Suriye konusunda hükümetin kendi politikası olduğuna inanan olup olmadığını merak ettiğini söyleyen Kılıçdaroğlu, ''Suriye ile ilgili verilen görev, batının egemen güçlerinin Ortadoğu'daki bekçiliğini yapmaktır. Biz bunu kabul etmiyoruz. Beyzbol sopası ile tehdide itiraz etmeyen, tehdidi içine sindiren bir hükümeti, sağlıklı bir hükümet olarak görmüyoruz'' ifadelerini kullandı.
CHP'nin her soruna çözüm üreten parti olduğunu savunan Kılıçdaroğlu, Suriye politikasının nasıl olması gerektiği konusundaki önerilerini aktardı.
Bu önerileri TBMM Genel Kurulu'nda anlatmak istediğini ancak çoğunluğun sağlanamayacağını vurgulayan Kılıçdaroğlu, o nedenle önerileri Grup Toplantısı'nda açıkladığını ifade etti.
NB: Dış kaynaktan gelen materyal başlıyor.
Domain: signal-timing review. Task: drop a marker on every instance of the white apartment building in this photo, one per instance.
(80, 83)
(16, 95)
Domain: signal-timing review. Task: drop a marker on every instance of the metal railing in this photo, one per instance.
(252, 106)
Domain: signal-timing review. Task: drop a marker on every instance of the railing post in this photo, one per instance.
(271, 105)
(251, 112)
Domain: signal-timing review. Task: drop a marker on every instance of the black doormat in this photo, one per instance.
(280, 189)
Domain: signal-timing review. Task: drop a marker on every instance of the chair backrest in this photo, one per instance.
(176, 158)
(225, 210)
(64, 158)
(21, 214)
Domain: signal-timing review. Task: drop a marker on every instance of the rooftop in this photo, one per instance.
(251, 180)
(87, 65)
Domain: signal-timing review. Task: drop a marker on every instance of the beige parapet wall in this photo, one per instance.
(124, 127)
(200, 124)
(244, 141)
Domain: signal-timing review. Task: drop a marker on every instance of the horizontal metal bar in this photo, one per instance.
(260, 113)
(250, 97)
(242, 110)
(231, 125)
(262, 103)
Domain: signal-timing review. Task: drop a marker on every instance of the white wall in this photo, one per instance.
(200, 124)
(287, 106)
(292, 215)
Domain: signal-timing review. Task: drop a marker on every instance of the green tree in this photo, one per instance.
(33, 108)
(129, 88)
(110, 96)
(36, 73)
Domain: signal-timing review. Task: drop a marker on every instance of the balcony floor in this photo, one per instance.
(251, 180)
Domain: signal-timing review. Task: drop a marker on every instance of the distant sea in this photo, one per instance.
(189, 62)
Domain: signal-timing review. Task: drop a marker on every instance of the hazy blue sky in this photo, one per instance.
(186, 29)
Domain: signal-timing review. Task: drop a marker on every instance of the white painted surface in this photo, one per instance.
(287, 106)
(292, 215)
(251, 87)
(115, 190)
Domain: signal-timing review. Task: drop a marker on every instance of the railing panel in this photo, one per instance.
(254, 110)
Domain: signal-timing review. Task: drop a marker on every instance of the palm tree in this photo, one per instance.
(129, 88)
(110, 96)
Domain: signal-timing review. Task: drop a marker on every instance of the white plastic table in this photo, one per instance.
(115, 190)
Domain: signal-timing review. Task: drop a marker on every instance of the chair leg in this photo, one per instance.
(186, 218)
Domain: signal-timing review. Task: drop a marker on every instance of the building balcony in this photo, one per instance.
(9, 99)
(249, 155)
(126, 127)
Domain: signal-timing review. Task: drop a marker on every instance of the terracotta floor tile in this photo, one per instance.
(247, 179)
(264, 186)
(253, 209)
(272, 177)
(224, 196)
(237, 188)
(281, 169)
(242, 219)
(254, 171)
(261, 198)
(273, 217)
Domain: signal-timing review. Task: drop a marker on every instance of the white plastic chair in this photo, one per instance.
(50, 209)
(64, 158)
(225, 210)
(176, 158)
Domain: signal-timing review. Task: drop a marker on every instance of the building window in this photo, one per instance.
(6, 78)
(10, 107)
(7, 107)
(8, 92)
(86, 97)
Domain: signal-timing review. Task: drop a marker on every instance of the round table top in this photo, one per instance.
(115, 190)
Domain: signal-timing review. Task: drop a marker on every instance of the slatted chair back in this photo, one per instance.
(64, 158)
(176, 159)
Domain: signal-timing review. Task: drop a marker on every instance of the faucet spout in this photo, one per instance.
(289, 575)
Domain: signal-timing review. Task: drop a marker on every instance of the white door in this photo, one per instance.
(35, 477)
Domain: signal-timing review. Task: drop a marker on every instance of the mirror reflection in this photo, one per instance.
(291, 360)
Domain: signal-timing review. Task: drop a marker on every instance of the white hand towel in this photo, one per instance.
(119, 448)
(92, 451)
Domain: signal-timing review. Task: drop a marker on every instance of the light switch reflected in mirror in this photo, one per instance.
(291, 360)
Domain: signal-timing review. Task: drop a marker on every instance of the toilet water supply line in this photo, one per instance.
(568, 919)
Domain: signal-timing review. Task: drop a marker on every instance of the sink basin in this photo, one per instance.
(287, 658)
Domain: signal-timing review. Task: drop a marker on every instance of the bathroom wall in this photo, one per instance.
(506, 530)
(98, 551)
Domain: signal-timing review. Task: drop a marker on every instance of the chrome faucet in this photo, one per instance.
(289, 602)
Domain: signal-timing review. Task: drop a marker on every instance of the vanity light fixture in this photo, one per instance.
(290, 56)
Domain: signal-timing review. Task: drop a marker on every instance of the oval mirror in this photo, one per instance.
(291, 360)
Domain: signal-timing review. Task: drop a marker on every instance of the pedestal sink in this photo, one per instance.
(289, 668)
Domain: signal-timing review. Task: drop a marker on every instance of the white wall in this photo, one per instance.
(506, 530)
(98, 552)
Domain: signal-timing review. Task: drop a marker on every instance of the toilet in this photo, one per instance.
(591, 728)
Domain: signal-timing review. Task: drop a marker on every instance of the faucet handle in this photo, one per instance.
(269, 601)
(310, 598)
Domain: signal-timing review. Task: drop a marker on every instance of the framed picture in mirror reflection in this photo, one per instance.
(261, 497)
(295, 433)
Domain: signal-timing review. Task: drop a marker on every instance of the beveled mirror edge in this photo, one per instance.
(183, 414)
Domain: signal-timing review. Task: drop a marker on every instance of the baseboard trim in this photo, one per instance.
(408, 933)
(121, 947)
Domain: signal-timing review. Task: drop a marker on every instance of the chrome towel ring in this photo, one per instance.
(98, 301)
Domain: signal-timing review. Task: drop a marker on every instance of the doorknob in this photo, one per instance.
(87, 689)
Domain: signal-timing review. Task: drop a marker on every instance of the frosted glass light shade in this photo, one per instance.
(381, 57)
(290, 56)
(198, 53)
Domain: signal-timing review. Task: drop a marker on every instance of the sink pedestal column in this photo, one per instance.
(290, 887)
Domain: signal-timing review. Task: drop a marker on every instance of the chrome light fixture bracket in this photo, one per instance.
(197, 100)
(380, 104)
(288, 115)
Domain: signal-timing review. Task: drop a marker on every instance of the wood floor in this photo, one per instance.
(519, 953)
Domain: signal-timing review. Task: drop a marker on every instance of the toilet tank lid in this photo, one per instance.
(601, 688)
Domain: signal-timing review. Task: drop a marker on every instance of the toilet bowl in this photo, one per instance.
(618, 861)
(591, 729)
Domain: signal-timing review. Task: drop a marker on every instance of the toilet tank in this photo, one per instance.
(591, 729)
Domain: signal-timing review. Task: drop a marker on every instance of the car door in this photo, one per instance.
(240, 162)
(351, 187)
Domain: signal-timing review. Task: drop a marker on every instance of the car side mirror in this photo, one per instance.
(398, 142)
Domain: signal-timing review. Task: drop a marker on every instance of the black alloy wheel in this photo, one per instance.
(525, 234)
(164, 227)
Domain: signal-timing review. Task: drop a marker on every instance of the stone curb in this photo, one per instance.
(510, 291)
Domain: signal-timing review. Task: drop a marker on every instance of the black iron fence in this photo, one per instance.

Kılıçdaroğlu, Hükümet'ten, Suriye'de şiddetin artmaması, egemenliğin sağlandığı, insan haklarına saygılı, demokratik ve hukuk üstünlüğünün olmasını istiyorsa önerilerini dikkate almalarını istedi.
Suriye için çözüm önerisi
Kılıçdaroğlu, daha sonra Suriye için partisinin çözüm önerilerini de açıkladı.
Suriye'nin olası bir parçalanma sürecine girdiğini savunan Kılıçdaroğlu, Türkiye'nin, Suriye'nin çökmesine, halkının daha fazla acı çekmesine, bunalımın ülke dışına taşınmasına izin vermemesi gerektiğini söyledi.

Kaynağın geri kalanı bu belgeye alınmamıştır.